News

Planet makes weird loops around dusty star

January 13, 2013

717887main1_p1301aw 670 False Composite Image: The Hubble images were taken with the Space Telescope Imaging Spectrograph in 2010 and 2012. Credit: NASA, ESA, and P. Kalas (University of California, Berkeley and SETI Institute)

"Newly released NASA Hubble Space Telescope images of a vast debris disk encircling the nearby star Fomalhaut and a mysterious planet circling it may provide forensic evidence of a titanic planetary disruption in the system.

Astronomers are surprised to find the debris belt is wider than previously known, spanning a section of space from 14 to nearly 20 billion miles from the star. Even more surprisingly, the latest Hubble images have allowed a team of astronomers to calculate the planet follows an unusual elliptical orbit that carries it on a potentially destructive path through the vast dust ring.

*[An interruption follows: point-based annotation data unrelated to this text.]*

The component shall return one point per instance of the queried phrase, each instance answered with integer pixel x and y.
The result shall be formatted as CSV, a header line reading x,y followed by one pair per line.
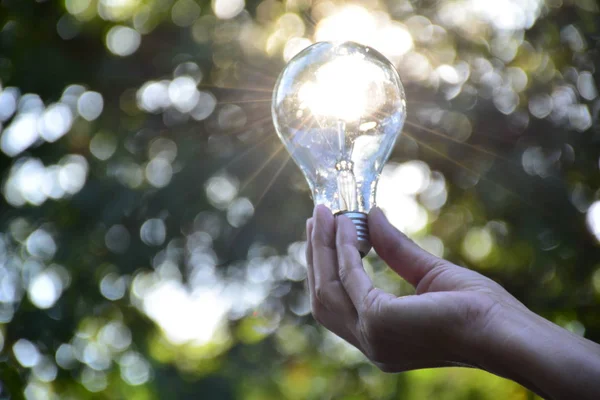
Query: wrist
x,y
549,360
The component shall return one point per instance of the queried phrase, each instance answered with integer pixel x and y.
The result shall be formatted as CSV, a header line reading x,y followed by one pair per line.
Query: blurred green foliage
x,y
152,228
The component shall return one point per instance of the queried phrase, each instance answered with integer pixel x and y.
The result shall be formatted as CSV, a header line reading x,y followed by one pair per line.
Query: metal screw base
x,y
361,223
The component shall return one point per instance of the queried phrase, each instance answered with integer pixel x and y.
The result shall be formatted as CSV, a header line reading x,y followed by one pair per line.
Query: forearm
x,y
540,355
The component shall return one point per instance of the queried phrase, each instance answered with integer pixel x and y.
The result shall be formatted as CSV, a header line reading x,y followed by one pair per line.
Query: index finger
x,y
355,280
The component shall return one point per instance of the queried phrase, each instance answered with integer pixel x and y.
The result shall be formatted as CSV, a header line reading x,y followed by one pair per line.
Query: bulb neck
x,y
361,222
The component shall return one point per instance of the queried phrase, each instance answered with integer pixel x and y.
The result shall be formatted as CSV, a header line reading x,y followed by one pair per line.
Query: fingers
x,y
327,286
355,280
334,320
309,262
399,252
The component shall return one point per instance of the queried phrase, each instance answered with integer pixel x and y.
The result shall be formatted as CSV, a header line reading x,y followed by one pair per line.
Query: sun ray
x,y
245,101
469,145
255,174
471,170
249,125
240,88
286,160
255,70
262,140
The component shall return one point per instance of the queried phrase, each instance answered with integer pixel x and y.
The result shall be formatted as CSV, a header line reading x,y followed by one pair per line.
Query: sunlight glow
x,y
357,24
398,187
343,88
185,316
227,9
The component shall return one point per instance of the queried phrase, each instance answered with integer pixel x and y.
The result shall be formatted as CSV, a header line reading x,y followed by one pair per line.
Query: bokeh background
x,y
152,227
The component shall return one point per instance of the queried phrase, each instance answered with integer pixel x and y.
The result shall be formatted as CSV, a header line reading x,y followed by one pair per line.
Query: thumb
x,y
402,254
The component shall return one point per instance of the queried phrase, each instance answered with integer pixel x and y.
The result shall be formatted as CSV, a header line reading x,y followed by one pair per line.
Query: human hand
x,y
452,305
457,316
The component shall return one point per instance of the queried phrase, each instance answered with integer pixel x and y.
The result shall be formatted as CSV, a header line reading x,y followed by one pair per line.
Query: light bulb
x,y
338,108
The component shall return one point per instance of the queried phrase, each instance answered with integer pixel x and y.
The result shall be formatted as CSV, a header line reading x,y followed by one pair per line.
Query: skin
x,y
457,317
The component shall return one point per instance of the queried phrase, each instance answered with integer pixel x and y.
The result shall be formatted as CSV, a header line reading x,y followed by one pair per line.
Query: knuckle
x,y
321,294
438,268
384,367
318,313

The planet, called Fomalhaut b, swings as close to its star as 4.6 billion miles, and the outermost point of its orbit is 27 billion miles away from the star. The orbit was recalculated from the newest Hubble observation made last year.

"We are shocked. This is not what we expected," said Paul Kalas of the University of California at Berkeley and the SETI Institute in Mountain View, Calif."